Mapping is one of the crucial tasks enabling autonomous navigation of a mobile robot. Conventional mapping methods output a dense geometric map representation, e.g. an occupancy grid, which is not trivial to keep consistent for prolonged runs covering large environments. Meanwhile, capturing the topological structure of the workspace enables fast path planning, is typically less prone to odometry error accumulation, and does not consume much memory. Following this idea, this paper introduces PRISM-TopoMap -- a topological mapping method that maintains a graph of locally aligned locations not relying on global metric coordinates. The proposed method involves original learnable multimodal place recognition paired with the scan matching pipeline for localization and loop closure in the graph of locations. The latter is updated online, and the robot is localized in a proper node at each time step. We conduct a broad experimental evaluation of the suggested approach in a range of photo-realistic environments and on a real robot, and compare it to state of the art. The results of the empirical evaluation confirm that PRISM-Topomap consistently outperforms competitors computationally-wise, achieves high mapping quality and performs well on a real robot. The code of PRISM-Topomap is open-sourced and is available at: https://github.com/kirillMouraviev/prism-topomap.

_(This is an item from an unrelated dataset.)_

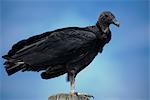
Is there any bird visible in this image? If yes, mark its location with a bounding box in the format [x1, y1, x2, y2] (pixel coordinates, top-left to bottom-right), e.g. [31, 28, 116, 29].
[2, 11, 120, 95]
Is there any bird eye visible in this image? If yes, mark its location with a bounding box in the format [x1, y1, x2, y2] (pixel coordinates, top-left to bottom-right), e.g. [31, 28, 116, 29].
[105, 15, 108, 17]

Paper Structure (15 sections, 1 equation, 7 figures, 5 tables, 1 algorithm)

This paper contains 15 sections, 1 equation, 7 figures, 5 tables, 1 algorithm.

Figures (7)

  • Figure 1: A graph of locations generated from the sensory inputs. Different colors mark different locations, blue lines denote transitions between them.

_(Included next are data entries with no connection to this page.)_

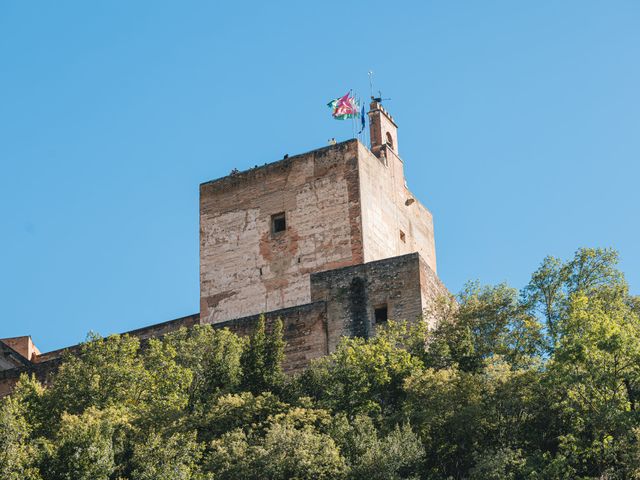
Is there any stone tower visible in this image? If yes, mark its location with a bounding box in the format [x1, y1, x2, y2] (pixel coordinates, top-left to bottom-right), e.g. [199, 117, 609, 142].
[200, 101, 436, 323]
[0, 100, 447, 397]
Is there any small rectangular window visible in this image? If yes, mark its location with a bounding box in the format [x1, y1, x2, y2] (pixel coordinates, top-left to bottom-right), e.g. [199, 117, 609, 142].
[374, 305, 387, 323]
[271, 212, 287, 233]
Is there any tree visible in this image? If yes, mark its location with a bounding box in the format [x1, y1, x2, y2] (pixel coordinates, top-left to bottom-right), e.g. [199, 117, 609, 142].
[0, 398, 40, 480]
[241, 315, 285, 393]
[40, 407, 120, 480]
[131, 432, 203, 480]
[165, 325, 246, 411]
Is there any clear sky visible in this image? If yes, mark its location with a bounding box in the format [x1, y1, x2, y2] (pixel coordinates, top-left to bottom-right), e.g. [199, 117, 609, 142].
[0, 0, 640, 350]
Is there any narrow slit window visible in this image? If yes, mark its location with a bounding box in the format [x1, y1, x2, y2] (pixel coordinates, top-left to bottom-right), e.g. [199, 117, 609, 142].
[271, 212, 287, 233]
[374, 304, 388, 323]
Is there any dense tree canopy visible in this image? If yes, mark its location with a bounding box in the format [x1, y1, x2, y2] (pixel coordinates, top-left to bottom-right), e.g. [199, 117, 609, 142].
[0, 249, 640, 480]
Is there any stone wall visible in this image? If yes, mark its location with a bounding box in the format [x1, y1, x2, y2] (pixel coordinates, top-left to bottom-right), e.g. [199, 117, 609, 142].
[311, 253, 424, 351]
[200, 140, 364, 323]
[358, 144, 436, 272]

  • Figure 2: A scheme of the proposed PRISM-TopoMap method which takes multi-camera images and point cloud as input. It includes $F_{PR}$ place encoder, scan matching module, and graph maintaining module. The output is the graph of locations $G_t$ at the moment $t$.
  • Figure 3: A scheme of the graph maintaining module: checking that the robot is inside $v_{cur}^{t-1}$, changing $v_{cur}$ according to edges and localization results, and addition of new location.
  • Figure 4: A scheme of the modified MSSPlace place recognition method, referred to as MSSPlace-G.
  • Figure 5: Results of scan matching for all the evaluated methods, compared with ground truth matching. The IoU between scans is 0.65.